How 'Recognized Security Practices' Fit with HIPAA ActionsHHS OCR Explains How it is Considering Implementation of Certain Best Practices
The Department of Health and Human Services released new video guidance explaining how it will consider the "recognized security practices" when enforcing HIPAA.
The new guidance addresses a 2021 addition to the HITECH Act of 2009 requiring HHS' Office for Civil Rights to consider regulated entities’ implementation of "recognized security practices" during the previous 12 months when the agency makes certain HIPAA enforcement determinations.
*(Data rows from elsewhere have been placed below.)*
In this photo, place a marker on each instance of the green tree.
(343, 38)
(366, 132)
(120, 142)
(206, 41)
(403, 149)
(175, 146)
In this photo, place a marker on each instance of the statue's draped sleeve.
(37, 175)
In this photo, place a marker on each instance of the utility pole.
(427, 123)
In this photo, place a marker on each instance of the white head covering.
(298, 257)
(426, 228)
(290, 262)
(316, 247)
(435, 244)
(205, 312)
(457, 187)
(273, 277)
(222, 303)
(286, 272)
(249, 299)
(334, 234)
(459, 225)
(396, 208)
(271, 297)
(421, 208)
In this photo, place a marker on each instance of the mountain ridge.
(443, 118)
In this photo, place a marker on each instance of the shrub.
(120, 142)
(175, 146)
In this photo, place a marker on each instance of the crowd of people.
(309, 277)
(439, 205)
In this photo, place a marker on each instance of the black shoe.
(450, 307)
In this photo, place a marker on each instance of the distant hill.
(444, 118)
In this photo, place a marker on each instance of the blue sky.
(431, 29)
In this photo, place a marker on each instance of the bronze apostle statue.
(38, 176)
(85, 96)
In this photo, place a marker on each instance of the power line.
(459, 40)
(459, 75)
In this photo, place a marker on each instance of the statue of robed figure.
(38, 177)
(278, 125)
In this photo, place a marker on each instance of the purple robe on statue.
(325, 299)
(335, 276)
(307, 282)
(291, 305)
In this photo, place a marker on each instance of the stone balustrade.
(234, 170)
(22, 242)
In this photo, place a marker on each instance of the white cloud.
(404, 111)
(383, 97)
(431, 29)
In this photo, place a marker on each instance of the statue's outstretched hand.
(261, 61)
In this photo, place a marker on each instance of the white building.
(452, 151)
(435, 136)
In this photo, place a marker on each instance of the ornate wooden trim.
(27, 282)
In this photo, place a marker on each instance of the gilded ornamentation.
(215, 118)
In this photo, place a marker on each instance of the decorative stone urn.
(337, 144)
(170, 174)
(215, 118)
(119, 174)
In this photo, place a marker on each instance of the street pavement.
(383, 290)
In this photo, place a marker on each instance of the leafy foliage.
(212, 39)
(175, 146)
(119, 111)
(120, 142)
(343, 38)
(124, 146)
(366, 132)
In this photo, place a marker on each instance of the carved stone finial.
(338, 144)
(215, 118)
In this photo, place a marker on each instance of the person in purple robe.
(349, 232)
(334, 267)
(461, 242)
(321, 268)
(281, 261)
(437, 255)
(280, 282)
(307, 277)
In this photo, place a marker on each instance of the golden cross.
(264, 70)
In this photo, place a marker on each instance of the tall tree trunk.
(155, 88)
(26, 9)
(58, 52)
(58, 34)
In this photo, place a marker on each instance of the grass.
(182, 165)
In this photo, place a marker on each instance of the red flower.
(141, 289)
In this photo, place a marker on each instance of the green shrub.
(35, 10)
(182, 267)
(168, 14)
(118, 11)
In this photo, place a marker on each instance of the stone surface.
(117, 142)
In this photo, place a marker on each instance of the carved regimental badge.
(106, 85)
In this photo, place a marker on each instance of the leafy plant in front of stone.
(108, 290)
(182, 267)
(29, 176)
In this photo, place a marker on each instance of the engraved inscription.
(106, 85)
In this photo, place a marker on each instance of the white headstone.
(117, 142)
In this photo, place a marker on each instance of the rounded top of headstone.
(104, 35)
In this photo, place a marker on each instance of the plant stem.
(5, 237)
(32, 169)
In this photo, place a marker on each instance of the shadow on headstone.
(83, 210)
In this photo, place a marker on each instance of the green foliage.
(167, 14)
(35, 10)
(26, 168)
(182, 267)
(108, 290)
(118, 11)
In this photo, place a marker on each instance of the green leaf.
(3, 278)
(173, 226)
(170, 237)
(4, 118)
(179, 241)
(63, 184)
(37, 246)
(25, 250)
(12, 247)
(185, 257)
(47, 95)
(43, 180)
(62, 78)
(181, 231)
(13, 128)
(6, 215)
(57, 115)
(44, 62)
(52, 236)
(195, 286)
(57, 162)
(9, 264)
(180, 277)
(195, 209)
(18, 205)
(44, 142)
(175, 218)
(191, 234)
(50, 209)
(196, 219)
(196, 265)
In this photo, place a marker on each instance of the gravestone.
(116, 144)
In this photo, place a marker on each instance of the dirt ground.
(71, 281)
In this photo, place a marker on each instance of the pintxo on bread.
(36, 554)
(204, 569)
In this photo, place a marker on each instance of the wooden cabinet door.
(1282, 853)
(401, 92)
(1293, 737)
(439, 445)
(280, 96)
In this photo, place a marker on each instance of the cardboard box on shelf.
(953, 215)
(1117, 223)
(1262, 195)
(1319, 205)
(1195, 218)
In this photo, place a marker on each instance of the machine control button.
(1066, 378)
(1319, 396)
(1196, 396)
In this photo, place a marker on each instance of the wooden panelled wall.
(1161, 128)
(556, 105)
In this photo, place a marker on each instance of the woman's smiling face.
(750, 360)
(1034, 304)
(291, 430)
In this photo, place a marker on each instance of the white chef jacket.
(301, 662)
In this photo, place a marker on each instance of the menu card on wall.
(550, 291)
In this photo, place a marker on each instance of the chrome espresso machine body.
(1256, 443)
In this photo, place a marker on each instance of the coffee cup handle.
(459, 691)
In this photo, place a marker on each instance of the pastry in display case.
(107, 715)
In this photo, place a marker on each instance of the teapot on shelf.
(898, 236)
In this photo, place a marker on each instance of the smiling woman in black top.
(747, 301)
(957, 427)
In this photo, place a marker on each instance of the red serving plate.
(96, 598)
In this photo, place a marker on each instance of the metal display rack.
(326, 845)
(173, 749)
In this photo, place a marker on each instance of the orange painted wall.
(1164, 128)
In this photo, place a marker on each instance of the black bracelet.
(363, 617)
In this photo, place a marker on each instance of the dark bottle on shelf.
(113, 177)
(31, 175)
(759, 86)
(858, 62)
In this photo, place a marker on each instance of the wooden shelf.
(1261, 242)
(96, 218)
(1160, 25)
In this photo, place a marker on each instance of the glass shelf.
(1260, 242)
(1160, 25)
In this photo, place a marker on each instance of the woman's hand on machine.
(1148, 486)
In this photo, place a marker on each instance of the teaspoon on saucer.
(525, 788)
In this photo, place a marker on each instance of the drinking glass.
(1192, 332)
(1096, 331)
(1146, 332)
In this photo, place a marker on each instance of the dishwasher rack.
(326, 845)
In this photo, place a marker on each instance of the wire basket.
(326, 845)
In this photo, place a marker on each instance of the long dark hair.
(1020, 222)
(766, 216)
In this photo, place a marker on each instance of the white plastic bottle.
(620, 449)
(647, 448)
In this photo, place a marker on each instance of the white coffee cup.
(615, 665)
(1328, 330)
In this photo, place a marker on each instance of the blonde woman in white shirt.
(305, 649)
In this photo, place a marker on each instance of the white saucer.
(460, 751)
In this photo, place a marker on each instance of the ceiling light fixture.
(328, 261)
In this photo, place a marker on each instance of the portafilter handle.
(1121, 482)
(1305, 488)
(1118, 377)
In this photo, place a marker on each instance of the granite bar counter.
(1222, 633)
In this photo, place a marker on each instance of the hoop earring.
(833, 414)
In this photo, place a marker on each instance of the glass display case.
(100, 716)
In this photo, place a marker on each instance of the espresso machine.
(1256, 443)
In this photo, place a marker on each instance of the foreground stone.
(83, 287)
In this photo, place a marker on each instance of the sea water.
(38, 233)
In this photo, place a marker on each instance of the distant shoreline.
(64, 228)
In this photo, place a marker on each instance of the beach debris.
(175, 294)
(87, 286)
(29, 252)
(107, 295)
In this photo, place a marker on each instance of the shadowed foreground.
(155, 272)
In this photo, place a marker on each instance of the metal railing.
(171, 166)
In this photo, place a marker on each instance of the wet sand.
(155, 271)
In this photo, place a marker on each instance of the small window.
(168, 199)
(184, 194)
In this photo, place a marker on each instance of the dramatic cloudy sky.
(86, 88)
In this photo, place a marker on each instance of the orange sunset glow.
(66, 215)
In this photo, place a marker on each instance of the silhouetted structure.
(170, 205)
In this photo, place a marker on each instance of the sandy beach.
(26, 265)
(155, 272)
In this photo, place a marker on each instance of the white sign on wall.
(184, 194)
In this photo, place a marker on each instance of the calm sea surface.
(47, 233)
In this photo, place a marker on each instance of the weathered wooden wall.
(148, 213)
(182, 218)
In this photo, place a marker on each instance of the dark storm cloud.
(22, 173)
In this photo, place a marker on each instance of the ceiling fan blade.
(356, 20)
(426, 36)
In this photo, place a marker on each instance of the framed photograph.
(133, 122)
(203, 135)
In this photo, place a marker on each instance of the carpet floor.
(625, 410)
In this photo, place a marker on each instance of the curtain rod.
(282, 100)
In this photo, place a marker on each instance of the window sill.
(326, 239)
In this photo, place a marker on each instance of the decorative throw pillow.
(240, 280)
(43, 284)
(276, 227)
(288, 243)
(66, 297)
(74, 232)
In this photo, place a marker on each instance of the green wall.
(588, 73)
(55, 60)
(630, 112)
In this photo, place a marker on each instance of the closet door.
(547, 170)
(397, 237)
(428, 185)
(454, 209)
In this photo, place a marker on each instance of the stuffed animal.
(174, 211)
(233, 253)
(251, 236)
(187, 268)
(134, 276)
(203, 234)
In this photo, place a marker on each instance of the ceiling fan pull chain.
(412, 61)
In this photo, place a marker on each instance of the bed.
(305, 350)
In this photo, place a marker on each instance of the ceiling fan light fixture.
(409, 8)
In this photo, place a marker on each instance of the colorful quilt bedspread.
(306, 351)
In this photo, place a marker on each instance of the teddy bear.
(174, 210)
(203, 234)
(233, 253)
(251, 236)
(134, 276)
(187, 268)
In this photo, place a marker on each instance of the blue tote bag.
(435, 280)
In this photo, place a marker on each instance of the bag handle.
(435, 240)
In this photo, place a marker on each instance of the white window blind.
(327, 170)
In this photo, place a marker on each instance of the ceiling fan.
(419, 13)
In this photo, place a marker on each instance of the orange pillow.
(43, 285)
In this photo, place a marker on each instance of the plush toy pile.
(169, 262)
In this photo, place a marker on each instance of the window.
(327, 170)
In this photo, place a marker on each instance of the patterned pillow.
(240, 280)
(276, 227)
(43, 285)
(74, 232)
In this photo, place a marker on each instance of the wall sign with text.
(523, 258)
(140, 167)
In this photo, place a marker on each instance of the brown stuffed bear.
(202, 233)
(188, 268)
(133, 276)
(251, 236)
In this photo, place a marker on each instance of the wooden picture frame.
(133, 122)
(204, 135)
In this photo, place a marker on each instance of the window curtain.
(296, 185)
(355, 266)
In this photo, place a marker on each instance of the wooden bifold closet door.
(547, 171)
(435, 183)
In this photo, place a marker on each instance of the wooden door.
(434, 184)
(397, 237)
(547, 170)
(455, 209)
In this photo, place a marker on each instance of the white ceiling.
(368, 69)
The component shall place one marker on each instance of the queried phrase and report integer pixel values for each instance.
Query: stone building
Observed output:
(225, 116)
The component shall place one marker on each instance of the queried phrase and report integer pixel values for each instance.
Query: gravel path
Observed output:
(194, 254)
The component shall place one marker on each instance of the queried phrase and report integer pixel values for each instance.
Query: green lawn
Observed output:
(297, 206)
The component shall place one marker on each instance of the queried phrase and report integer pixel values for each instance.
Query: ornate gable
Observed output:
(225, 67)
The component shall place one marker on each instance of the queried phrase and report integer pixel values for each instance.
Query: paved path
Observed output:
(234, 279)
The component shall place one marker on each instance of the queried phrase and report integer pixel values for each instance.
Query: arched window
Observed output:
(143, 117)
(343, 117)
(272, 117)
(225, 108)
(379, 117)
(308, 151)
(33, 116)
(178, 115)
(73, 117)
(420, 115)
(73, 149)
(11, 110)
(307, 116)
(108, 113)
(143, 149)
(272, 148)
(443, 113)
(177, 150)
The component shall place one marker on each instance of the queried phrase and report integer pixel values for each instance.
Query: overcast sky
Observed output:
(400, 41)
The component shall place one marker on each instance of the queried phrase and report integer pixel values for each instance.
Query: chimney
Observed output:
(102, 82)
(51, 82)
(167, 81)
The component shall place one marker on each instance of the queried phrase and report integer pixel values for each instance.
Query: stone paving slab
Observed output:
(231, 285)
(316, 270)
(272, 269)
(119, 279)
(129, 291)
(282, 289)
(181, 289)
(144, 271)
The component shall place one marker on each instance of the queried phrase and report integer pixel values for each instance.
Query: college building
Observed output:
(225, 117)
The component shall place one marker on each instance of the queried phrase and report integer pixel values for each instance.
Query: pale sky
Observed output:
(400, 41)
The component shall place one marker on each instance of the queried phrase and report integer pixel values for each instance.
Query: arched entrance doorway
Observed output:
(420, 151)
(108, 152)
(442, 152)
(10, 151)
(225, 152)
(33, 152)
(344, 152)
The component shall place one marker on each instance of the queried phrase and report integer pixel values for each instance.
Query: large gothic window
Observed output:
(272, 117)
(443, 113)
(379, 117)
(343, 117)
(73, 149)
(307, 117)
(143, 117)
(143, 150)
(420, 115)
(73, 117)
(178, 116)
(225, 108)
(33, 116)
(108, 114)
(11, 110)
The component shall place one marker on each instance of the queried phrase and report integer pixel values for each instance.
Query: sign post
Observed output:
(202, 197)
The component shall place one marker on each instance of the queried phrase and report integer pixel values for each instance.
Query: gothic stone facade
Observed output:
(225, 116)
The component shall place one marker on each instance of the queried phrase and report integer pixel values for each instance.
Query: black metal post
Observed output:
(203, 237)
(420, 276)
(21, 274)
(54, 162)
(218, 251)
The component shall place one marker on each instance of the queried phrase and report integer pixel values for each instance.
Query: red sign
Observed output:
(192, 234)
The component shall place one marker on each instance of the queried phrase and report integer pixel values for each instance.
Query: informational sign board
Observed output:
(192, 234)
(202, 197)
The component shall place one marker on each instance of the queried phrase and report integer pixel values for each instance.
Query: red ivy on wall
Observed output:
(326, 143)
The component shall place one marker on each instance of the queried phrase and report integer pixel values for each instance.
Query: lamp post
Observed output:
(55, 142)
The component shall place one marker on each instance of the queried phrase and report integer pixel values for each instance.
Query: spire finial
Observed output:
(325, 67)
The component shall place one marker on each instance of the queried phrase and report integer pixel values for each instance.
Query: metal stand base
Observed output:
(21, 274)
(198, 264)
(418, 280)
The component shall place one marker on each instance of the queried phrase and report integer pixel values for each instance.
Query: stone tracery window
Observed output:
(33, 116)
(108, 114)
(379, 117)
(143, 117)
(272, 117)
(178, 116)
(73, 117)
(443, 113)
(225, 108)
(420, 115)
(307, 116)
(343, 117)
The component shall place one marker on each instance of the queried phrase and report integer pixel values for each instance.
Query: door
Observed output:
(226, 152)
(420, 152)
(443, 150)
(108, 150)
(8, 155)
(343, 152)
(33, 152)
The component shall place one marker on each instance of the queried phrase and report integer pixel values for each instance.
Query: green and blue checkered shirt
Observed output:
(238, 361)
In the video, Nicholas Heesters, a civil rights office senior advisor for cybersecurity, says there are three categories of recognized security practices a regulated entity can implement. Those include the National Institute of Standards and Technology's Cybersecurity Framework; practices outlined in section 405(d) of the Cybersecurity Act of 2015, and “other”.
HHS OCR will request regulatory or statutory citations from entities choosing “other” showing they were developed, recognized, or promulgated by statute or regulation, Heesters says.
"It is important to note, that implementing RSPs is an entirely voluntary process," Heesters says on the video. "The failure to implement recognized security practices will not be used as an aggravating factor in OCR investigations, and there is no liability for a regulated entity that has not implemented recognized security practices," he says.
"The purpose of the HITECH amendment is to incentivize the regulated industry to improve their cybersecurity by implementing recognized security practices. OCR will only consider the implementation of recognized security practices as a mitigating factor in Security Rule investigations and audits," he says.
Driving Better Security?
Heesters explains that in security audits or breach investigations involving potential violations of the HIPAA Security Rule the agency will first "invite" a regulated entity to voluntarily present evidence of implemented recognized security practices by sending a data request to the organization.
Those entities that don't already know about the possible mitigating factors of recognized security practices will afterward, Heesters says.
An entity may provide any evidence it chooses to adequately demonstrate to OCR that it has implemented RSPs, he adds.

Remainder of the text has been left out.